盂蘭盆会とはインドの古い言葉「ウラバンナ」を訳したもので「逆さ吊りのくるしみ」を意味します。仏教の言い伝えではお釈迦さまの弟子である目連は、母親が「餓鬼道」に堕ちて苦しんでいるのを神通力でまのあたりにします。母親の苦しみを救うため、お釈迦さまの教えに従い、餓鬼に対し食べ物を施し多くの僧を招いて供養したのが施餓鬼の始りとされています。また、救われた母親を見て、目連と多くの僧たちが踊りあがって喜んだのが盆踊りの起源ともいわれていますが、定かではありません。 十三日は迎え火を焚くところもありますが、新潟ではこの日の夕刻提灯を持って墓参りをし、ご先祖さまを提灯の火で家までお連れします。家によってはお正月のお餅から始まって一年間の各季節の食べ物を用意してお供えするところもあります。地方によって違いがありますが、ご先祖様は十五日か十六日に送り火を焚いてお送りします。

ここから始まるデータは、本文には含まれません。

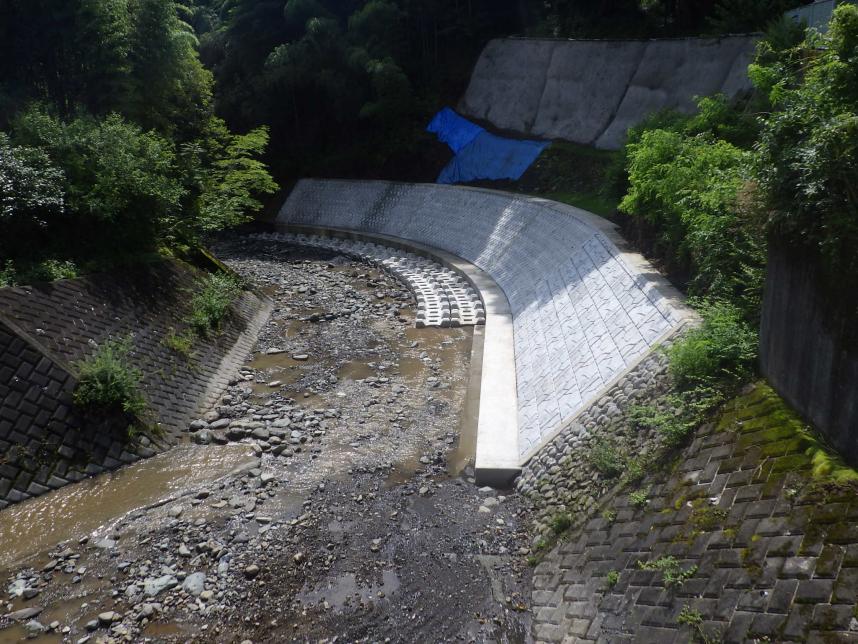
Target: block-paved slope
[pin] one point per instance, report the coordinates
(46, 329)
(43, 443)
(776, 548)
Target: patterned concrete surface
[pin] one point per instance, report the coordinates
(583, 311)
(592, 91)
(751, 536)
(444, 299)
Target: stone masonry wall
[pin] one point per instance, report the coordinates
(561, 478)
(746, 539)
(805, 350)
(46, 329)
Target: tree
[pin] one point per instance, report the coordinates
(808, 150)
(31, 193)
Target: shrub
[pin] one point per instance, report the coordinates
(607, 458)
(210, 305)
(120, 183)
(639, 498)
(107, 383)
(722, 350)
(672, 573)
(687, 187)
(180, 343)
(560, 523)
(807, 166)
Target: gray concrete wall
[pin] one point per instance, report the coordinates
(803, 352)
(584, 311)
(591, 92)
(46, 329)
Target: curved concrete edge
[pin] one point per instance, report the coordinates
(492, 385)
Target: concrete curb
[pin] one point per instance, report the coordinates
(492, 365)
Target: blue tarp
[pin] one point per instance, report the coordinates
(480, 154)
(454, 130)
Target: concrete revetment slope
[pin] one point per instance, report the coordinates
(592, 91)
(577, 312)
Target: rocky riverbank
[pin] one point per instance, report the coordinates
(350, 522)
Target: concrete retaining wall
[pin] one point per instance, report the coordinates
(591, 92)
(45, 329)
(803, 351)
(583, 310)
(562, 477)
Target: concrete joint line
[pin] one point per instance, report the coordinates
(492, 384)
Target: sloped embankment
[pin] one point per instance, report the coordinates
(46, 329)
(592, 91)
(751, 535)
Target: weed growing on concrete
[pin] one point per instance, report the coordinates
(693, 618)
(561, 522)
(180, 343)
(689, 617)
(210, 305)
(707, 518)
(639, 498)
(672, 573)
(107, 383)
(607, 458)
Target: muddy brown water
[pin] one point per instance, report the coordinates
(77, 510)
(91, 508)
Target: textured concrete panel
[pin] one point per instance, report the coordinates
(507, 83)
(583, 311)
(585, 84)
(593, 91)
(672, 72)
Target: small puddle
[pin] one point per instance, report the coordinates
(77, 510)
(345, 591)
(355, 370)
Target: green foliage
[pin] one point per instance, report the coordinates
(677, 415)
(689, 617)
(30, 186)
(210, 305)
(808, 151)
(686, 183)
(672, 572)
(707, 518)
(746, 16)
(607, 458)
(7, 274)
(639, 498)
(119, 183)
(560, 523)
(230, 188)
(723, 350)
(107, 383)
(113, 149)
(180, 343)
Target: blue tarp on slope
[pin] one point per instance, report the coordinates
(454, 130)
(480, 154)
(491, 157)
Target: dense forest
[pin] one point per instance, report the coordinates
(129, 127)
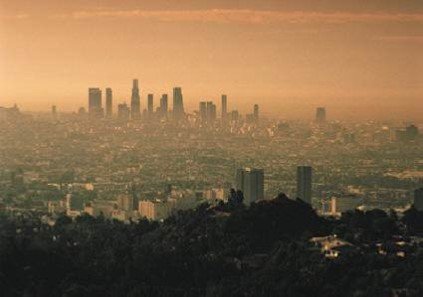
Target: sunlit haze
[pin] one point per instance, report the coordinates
(361, 59)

我々の生活に密着した「盂蘭盆会」のような季語には俳句を詠むための切り口も多く、傍題もたくさんあります。墓参り、墓洗ふ、施餓鬼寺、魂棚、施餓鬼棚、お供えの茄子の馬、茄子の牛、盆花、草の市、迎火、などなど。また俳句をしていないと聞きなれないかもしれませんが、生御魂なども味わい深い季語といえます。
盆ごころ夕がほ汁に定まれり 曉台
送り火や母が心に幾仏 虚子
流燈や一つにはかにさかのぼる 蛇笏
門火焚き終へたる闇にまだ立てる 立子
(立)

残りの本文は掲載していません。